The modern contact center no longer sees service level merely as a staffing issue but instead takes a holistic approach to improving the customer's experience with self-help, adding efficiencies when customers do speak with agents, and if necessary, improving the wait experience.

Agent Attrition

While my wife is really supportive of my life as a contact center geek, I was still taken aback when she recently messaged me this Richard Branson quote on Facebook:

“Clients do not come first. Employees come first. If you take care of your employees, they will take care of your clients.”

I think we’ve all heard variations of this quote from different business leaders. It’s funny, and a little sad, that this is mind-blowing advice for the traditional contact center — but it is. How often do we look for an easy fix for attrition like adding incentives or games? And how often do we resign ourselves to simply hiring enough agents to outpace the attrition? We can do so much better.

What if we look at some of the following when it comes to agent attrition?

  • Rather than constantly ratcheting up agent occupancy rate (percentage of time busy working), we seek a balance.
  • Let’s focus one-on-one conversations not just on whether or not our agents hit their numbers, but let’s also show them we care about them as humans and think about their continued development.
  • Ask agents what frustrates them most about the customer experience and really listen to what they say. Perhaps they have a billion windows open on their computer and supporting one customer is more complex than it needs to be. Or maybe they are dealing with the same customer issue over and over again, and they’re tired of getting yelled at by customers. Listen to agent feedback and make improvements to their experience and the customer experience at the same time.

The modern contact center approaches attrition by focusing on the development and engagement of their agents, listening to their concerns, and consistently making improvements.

Quality

I touched on quality in the beginning but let’s come back to it for a moment. The traditional contact center has a quality form that’s a checklist of everything agents need to accomplish on every customer interaction. It’s often tempting for agents to focus on hitting all of their objectives rather than making rich connections with customers and little thought is given to the customer’s perception of the process.

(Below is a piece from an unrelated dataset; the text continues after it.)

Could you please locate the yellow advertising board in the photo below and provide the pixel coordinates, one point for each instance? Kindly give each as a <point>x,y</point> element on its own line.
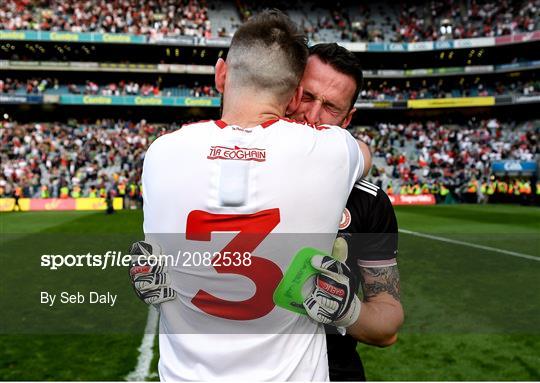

Let’s instead try the following with our quality process:

  • Add customer satisfaction to your quality forms. Ask your quality auditors to put themselves in the customer’s shoes and evaluate whether or not they would have been satisfied with the experience. If the agent did everything right and the customer was still dissatisfied, the form might not be measuring the right things, and/or there’s a policy or product issue that needs to be addressed.
  • Step back and compare quality scores to customer satisfaction scores. If they aren’t both consistently high and continuously improving, dig deeper to find out why not.
  • Consider paring your 30 question form down to the 10 MOST important questions with the focus on allowing your auditors to review more interactions and spend more time coaching and developing agents.

The modern contact center understands that the purpose of quality is not just to measure compliance. It’s also to constantly ensure that the behaviors we’re tracking align with a great customer experience and promote the coaching and development of agents.

The modern contact center understands that many, if not all, metrics are customer experience metrics — or at least they should be viewed through the lens of the customer experience. My challenge to you as a modern contact center leader is to pick a metric, any metric, and think about how you can manage it to improve your customer experience.